Global sales rose eight per cent to $3.33 billion, while Australian franchisee sales revenue increased 7.7 per cent to $2.72 billion for the half year to December 31.
Earnings before interest and tax (EBIT) rose 27 per cent to $276.65 million.
“Australian macroeconomic conditions have had an upward trend for three years and have been favourable for consumption in the homemaker and lifestyle categories,” said Harvey Norman chairman, Gerry Harvey.
“Harvey Norman is a homemaker, lifestyle and connected home retail concept and the appeal and strong positioning of the franchise offering is apparent in these results today.”
The company says its homemaker category benefited from the strong Australian housing market in 2015, coupled with cheaper petrol prices and low interest rates.
Moody’s Analytics predicted on Thursday housing growth will slow over 2016 and 2017 but not slump, with wages growing at their slowest pace on record and unemployment ticked up to six per cent in January.
But the 76-year-old said prophets of doom are misguided and he sees no reason to ignore the economy’s resilience. Harvey says housing construction and population growth will continue to fuel Harvey Norman’s sales growth.

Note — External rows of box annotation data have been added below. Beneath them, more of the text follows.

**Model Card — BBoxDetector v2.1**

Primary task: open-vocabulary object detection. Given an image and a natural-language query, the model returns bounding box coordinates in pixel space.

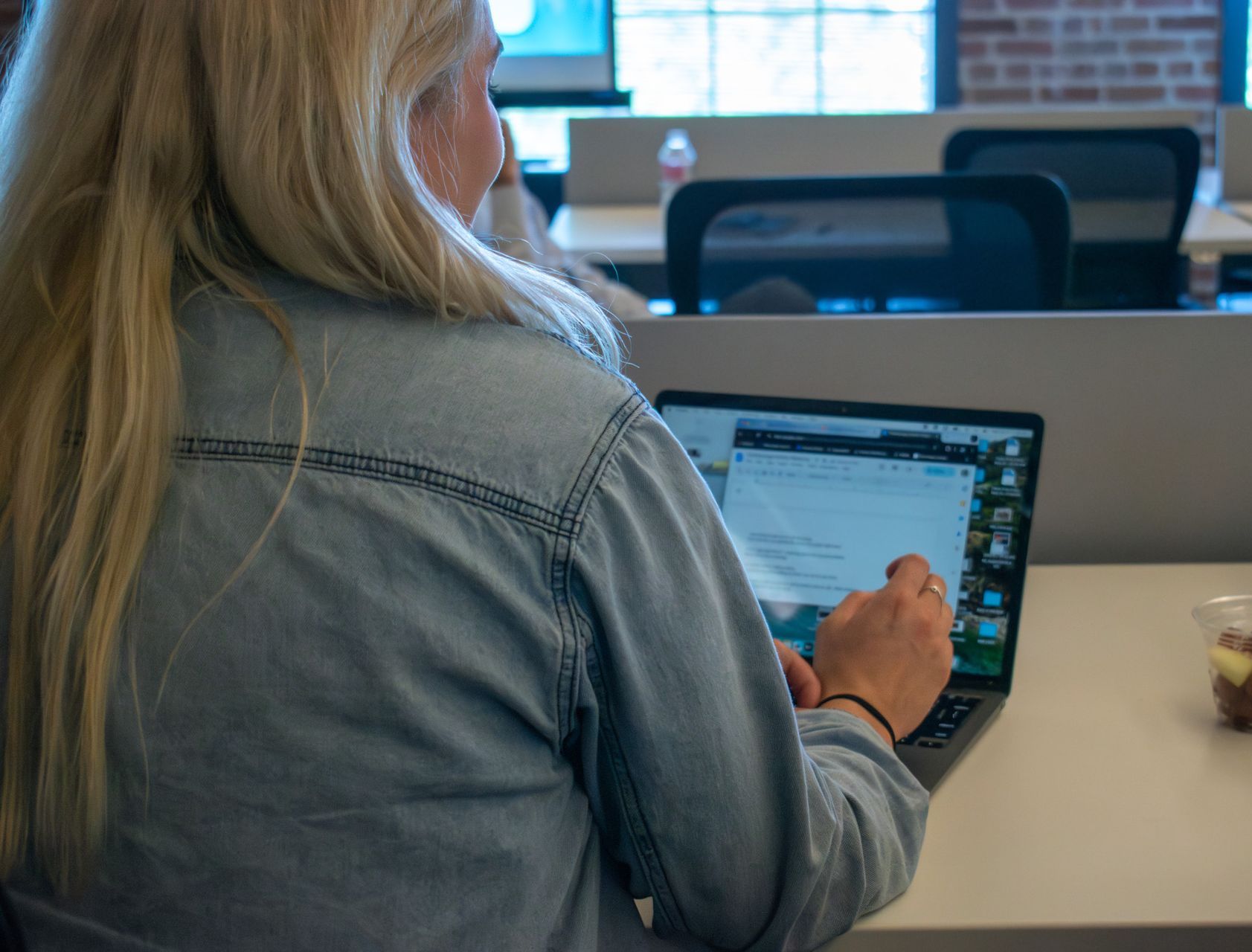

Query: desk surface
[551,184,1252,264]
[635,563,1252,952]
[832,565,1252,952]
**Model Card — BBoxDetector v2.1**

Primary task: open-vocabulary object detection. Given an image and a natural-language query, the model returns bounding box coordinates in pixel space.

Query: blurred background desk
[550,194,1252,266]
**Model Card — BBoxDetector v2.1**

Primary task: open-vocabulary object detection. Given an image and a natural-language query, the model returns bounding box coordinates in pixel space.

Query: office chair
[944,129,1199,309]
[0,884,26,952]
[666,175,1069,314]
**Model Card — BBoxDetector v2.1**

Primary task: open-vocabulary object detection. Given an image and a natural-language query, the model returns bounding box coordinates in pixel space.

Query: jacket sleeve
[571,411,928,950]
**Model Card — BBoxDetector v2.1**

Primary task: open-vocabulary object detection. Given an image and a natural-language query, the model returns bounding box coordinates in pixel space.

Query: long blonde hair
[0,0,621,892]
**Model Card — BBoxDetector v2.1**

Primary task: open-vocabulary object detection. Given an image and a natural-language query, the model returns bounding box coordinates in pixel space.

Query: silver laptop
[656,390,1043,789]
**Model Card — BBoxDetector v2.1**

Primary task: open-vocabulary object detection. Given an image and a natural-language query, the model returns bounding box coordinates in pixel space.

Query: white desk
[832,565,1252,952]
[550,187,1252,264]
[641,565,1252,952]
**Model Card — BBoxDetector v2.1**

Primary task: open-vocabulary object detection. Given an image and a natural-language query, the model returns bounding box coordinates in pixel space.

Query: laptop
[655,390,1043,791]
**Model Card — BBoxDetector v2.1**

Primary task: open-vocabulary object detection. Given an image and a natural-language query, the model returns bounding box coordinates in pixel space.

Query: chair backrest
[666,174,1069,314]
[944,128,1199,309]
[0,884,26,952]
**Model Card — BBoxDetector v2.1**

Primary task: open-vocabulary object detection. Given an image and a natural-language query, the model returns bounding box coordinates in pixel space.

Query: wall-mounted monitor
[489,0,614,97]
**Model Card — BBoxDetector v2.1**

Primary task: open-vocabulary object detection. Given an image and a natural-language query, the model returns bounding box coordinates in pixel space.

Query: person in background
[472,120,654,318]
[0,0,951,952]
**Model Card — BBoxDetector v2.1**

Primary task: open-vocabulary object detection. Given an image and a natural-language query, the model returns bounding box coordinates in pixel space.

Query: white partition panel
[626,312,1252,563]
[1217,106,1252,202]
[565,109,1201,205]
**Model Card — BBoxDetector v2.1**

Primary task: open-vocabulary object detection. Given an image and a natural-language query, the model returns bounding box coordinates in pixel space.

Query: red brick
[1107,86,1166,103]
[966,86,1030,103]
[1157,16,1217,30]
[960,19,1017,36]
[1126,39,1187,54]
[1039,86,1099,103]
[1061,40,1121,57]
[1175,86,1217,103]
[995,40,1056,57]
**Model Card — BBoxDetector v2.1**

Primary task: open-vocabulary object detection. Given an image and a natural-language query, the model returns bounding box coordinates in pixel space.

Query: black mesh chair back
[666,175,1069,314]
[944,129,1199,309]
[0,886,26,952]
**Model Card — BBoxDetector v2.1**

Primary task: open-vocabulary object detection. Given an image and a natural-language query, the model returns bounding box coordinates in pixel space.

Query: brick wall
[957,0,1221,156]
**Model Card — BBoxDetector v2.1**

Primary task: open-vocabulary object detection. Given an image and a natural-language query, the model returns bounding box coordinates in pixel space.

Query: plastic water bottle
[656,129,696,215]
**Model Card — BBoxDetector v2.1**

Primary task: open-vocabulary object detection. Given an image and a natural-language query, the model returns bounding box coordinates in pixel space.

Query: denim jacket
[0,277,926,950]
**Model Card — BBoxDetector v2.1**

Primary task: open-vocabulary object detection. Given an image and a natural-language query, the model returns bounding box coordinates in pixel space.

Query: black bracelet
[818,695,900,747]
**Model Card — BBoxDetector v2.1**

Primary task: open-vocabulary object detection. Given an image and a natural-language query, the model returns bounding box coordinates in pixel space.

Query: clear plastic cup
[1191,596,1252,732]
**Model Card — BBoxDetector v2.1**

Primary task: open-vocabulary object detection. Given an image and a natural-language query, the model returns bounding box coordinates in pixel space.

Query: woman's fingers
[774,638,821,707]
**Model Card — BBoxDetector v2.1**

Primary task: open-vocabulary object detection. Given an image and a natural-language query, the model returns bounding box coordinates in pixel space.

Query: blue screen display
[491,0,609,57]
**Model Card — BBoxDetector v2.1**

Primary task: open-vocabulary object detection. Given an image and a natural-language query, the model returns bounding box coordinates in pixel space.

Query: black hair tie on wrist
[818,695,900,747]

“You’ve just seen an economy that was very strong have a resources boom that came to an abrupt holt. Prices crashed and this economy has survived that,” he told AAP.

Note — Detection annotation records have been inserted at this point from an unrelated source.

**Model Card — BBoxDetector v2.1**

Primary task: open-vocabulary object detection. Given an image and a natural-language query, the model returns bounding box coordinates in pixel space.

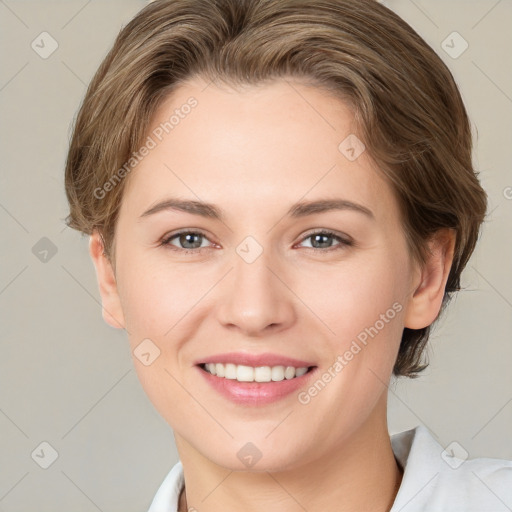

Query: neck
[175,401,402,512]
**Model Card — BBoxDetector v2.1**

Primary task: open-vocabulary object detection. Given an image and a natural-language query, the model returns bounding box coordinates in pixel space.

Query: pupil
[313,233,330,247]
[180,233,201,249]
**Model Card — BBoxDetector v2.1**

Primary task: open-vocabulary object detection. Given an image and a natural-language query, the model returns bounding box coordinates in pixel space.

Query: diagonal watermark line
[61,0,91,30]
[471,0,501,30]
[409,0,439,28]
[471,471,512,510]
[61,265,130,334]
[0,409,28,439]
[471,398,512,439]
[61,368,132,439]
[164,368,234,439]
[199,471,233,502]
[397,471,439,512]
[0,265,28,295]
[471,60,512,102]
[0,0,29,28]
[368,368,437,438]
[471,265,512,308]
[265,471,307,512]
[0,471,30,501]
[266,265,336,336]
[61,60,87,86]
[284,79,336,130]
[164,267,234,336]
[60,469,103,512]
[0,62,28,92]
[0,204,29,233]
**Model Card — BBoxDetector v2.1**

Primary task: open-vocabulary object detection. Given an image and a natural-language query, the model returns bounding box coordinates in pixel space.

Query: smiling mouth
[198,363,316,382]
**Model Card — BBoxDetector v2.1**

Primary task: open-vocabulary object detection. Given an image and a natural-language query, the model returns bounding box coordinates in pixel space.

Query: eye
[302,230,354,252]
[160,230,354,254]
[160,230,214,253]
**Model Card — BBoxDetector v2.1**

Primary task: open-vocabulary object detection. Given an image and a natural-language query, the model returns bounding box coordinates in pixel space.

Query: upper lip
[195,352,314,368]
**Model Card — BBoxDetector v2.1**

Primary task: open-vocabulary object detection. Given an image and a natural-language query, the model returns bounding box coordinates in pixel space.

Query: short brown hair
[65,0,487,377]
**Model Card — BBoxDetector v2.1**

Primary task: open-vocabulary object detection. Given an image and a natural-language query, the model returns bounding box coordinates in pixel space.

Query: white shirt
[148,425,512,512]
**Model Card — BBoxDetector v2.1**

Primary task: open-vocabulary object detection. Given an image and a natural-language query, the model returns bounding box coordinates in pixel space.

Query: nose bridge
[219,237,293,335]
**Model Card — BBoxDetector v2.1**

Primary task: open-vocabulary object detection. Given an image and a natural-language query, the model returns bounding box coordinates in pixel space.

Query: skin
[90,77,454,512]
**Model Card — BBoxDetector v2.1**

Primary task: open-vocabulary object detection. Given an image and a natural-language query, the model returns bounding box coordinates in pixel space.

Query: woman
[66,0,512,512]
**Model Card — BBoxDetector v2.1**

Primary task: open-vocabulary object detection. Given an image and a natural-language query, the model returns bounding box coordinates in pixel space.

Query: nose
[217,244,296,337]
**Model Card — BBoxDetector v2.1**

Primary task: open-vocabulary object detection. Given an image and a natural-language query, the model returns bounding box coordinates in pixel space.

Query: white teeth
[204,363,308,382]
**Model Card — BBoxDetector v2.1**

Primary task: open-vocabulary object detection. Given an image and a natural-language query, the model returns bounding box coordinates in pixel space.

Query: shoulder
[391,426,512,512]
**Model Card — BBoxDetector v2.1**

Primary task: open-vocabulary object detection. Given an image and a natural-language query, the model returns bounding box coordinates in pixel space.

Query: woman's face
[105,78,416,470]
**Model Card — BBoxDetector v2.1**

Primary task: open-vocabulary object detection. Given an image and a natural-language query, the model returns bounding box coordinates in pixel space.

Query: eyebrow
[140,198,375,221]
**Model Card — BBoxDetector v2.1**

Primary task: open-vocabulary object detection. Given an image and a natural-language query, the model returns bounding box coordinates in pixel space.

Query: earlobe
[405,228,455,329]
[89,231,125,329]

“You’ve got an interest rate that’s at its lowest in 50 years, unemployment low by standards of the last 50 years – all the indicators are that the economy is very strong.”
A day after rival electronics retailer Dick Smith confirmed its demise, Harvey sees it as a boost for Harvey Norman.
“If a competitor’s doing $1 billion in sales in Australia, obviously all the other people in that category are advantaged by it,” he said.
“It’s no different to when Masters go, there’s certain things that they sell that we sell, so we’ll be advantaged when a competitor is out of the market.”
After Dick Smith’s announcement on Thursday, the company’s eponymous founder – who sold the business in 1982 – sounded a warning for Harvey.
“If Gerry Harvey’s not careful, he’s going to be next,” Dick Smith told NewsCorp Australia.
“I just reckon there’s no money in consumer electronics – that’s why I sold out 30 years ago. And Gerry should realise that quickly.”
Harvey insisted Mr Smith was a close mate and a “great Australian”, but said he probably made the comments before he saw Harvey Norman’s results.
“I’ll invite him out to have a look at our figures,” Harvey said.
Electronics have been key in driving global sales up eight per cent higher, Harvey said.
“With the latest things happening with phones, tablets and computers out there the product is good,” he said.
“The prices are so good people are spending in that category rather than other categories.”
He believes the strong numbers send a message to his critics.
“They can’t write me off. If anyone is out there criticising me after today you’ve got to say `what’s their angle?’,” he said.
Harvey Norman’s shares closed down eight cents to $4.53.